RA11755, Box 4, Correspondence, 1918, November 8-14, Pyle Papers USD.

Telegram from Maria S. McMahon:
“delighted that victory has rewarded your unselfish devotion”
McMahon to Pyle, November 8, 1918, RA11749, Box 4, Correspondence, 1918, November 8-14, Pyle Papers USD.

Pyle to Nina Pettigrew, November 9, 1918:
“You may go on celebrating now with all your might and it will have to be a good strong celebration, in order to recompense for all of the years of waiting.”
RA11779, Box 4, Correspondence, 1918, November 8-14, Pyle Papers USD.

McMahon from NAWSA Headquarters in New York City:
“Mrs. Catt had a little ceremony in the office where your message came, and I was given the honor of placing a star on South Dakota in her big national map.  It made me feel that I was really a part of you all.”
McMahon to Pyle, November 10, 1918, RA11781, Box 4, Correspondence, 1918, November 8-14, Pyle Papers USD.
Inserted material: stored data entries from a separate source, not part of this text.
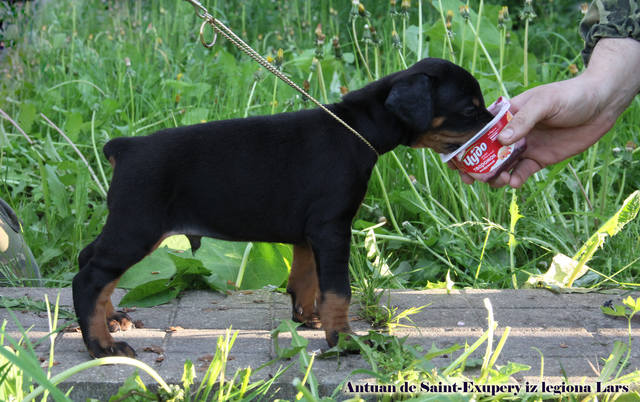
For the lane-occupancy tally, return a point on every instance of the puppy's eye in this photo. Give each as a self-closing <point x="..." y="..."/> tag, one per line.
<point x="470" y="111"/>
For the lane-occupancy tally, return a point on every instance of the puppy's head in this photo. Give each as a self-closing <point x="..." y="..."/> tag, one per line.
<point x="439" y="103"/>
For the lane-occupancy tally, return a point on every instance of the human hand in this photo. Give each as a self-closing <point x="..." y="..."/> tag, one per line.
<point x="565" y="118"/>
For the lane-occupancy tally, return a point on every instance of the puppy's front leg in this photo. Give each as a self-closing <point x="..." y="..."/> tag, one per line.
<point x="303" y="286"/>
<point x="331" y="249"/>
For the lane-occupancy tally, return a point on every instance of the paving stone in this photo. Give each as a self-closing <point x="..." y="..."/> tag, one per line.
<point x="570" y="331"/>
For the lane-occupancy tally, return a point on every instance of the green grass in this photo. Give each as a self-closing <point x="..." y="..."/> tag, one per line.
<point x="99" y="70"/>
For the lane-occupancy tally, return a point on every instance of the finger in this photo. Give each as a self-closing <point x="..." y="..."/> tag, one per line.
<point x="529" y="113"/>
<point x="522" y="171"/>
<point x="500" y="181"/>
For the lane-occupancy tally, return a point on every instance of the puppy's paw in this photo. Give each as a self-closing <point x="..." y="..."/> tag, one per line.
<point x="119" y="321"/>
<point x="308" y="320"/>
<point x="114" y="349"/>
<point x="332" y="336"/>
Rose Young, Woman Citizen editor-in-chief, to Pyle, November 11, 1918:
“I suppose that you personally must be half dead with fatigue, but victory is a good rest medicine.”
RA11794, Box 4, Correspondence, 1918, November 8-14, Pyle Papers USD.
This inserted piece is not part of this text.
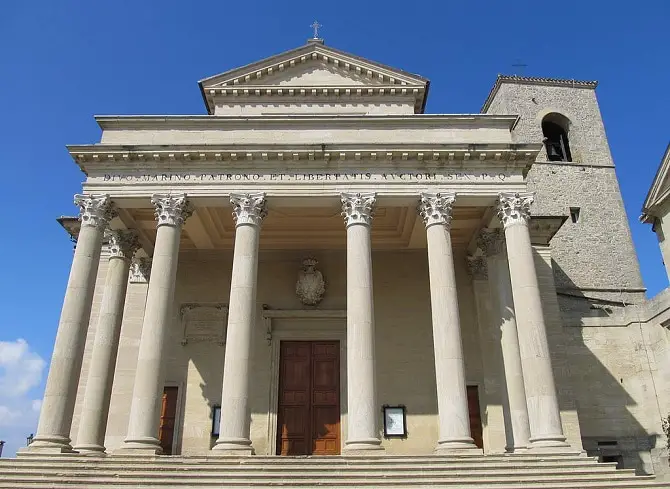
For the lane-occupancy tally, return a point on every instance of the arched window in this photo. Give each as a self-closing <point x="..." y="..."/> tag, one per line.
<point x="555" y="130"/>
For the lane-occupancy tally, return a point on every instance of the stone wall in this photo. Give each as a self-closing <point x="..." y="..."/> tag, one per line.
<point x="594" y="258"/>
The SDUFL closed the campaign $3,000-$4,000 in debt. The state board apportioned each county committee a certain amount to raise and contribute. Pyle also made written appeals to leading figures around the state, NAWSA provided additional funds, and a few prominent politicians contributed funds [Box 4, Correspondence, November-December 1918, Pyle Papers USD]. In one letter to Mr. U.G. Johnson of Redfield to appeal for funds, Pyle wrote that the UFL had “done the best we knew how, Mr. Johnson, with the responsibility that you men placed upon us when you gave us the task of Americanizing the South Dakota electorate”–a “double-headed campaign… [was] much more expensive.” [Pyle to Johnson, November 4, 1918, RA11668, Box 4, Correspondence, 1918, November 1-7, Pyle Papers USD]. To save money, Pyle closed the headquarters office shortly after the election, let go of the hired stenographer, “and sold every thing I could get my hand on even to my much beloved electric mimeograph.” She set up a space in her home to serve as an office for remaining work [Pyle to Rewman, December 4, 1918, RA12016-RA12017, Box 4, Correspondence, 1918, December, Pyle Papers USD].
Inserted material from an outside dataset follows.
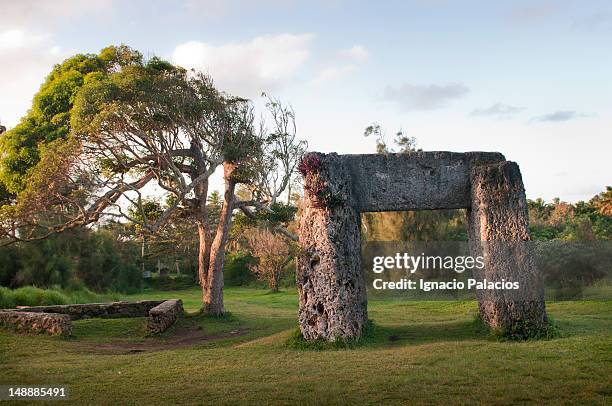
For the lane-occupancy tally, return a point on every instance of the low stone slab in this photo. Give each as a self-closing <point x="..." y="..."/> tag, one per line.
<point x="164" y="315"/>
<point x="50" y="323"/>
<point x="104" y="310"/>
November 24: NAWSA held a victory celebration for Michigan, South Dakota, and Oklahoma at their headquarters at 1626 Rhode Island Avenue in Washington D.C., with talks by Anna Shaw, Nettie Shuler, and South Dakota’s Senator Sterling [Washington Herald (DC), November 22, 1918; New-York Tribune (NYC), November 24, 1918].

“Cupid and woman suffrage have apparently formed a corporation in Mitchell.  Miss Marie Gipper, 22 years, strode into the office of the clerk of courts of Davison county and planked down $1 on the desk to pay for the first marriage license that has ever been bought in this county by a woman.”
The Herald-Advance (Milbank SD), December 6, 1918

“In 1918, a United States Senate Judiciary Committee investigating the pro-German activities of the United States Brewers’ Association revealed that several million dollars were taken annually from liquor accounts and spent to defeat suffrage referendums and prosuffrage politicians” [Easton, “Woman Suffrage in South Dakota,” 207].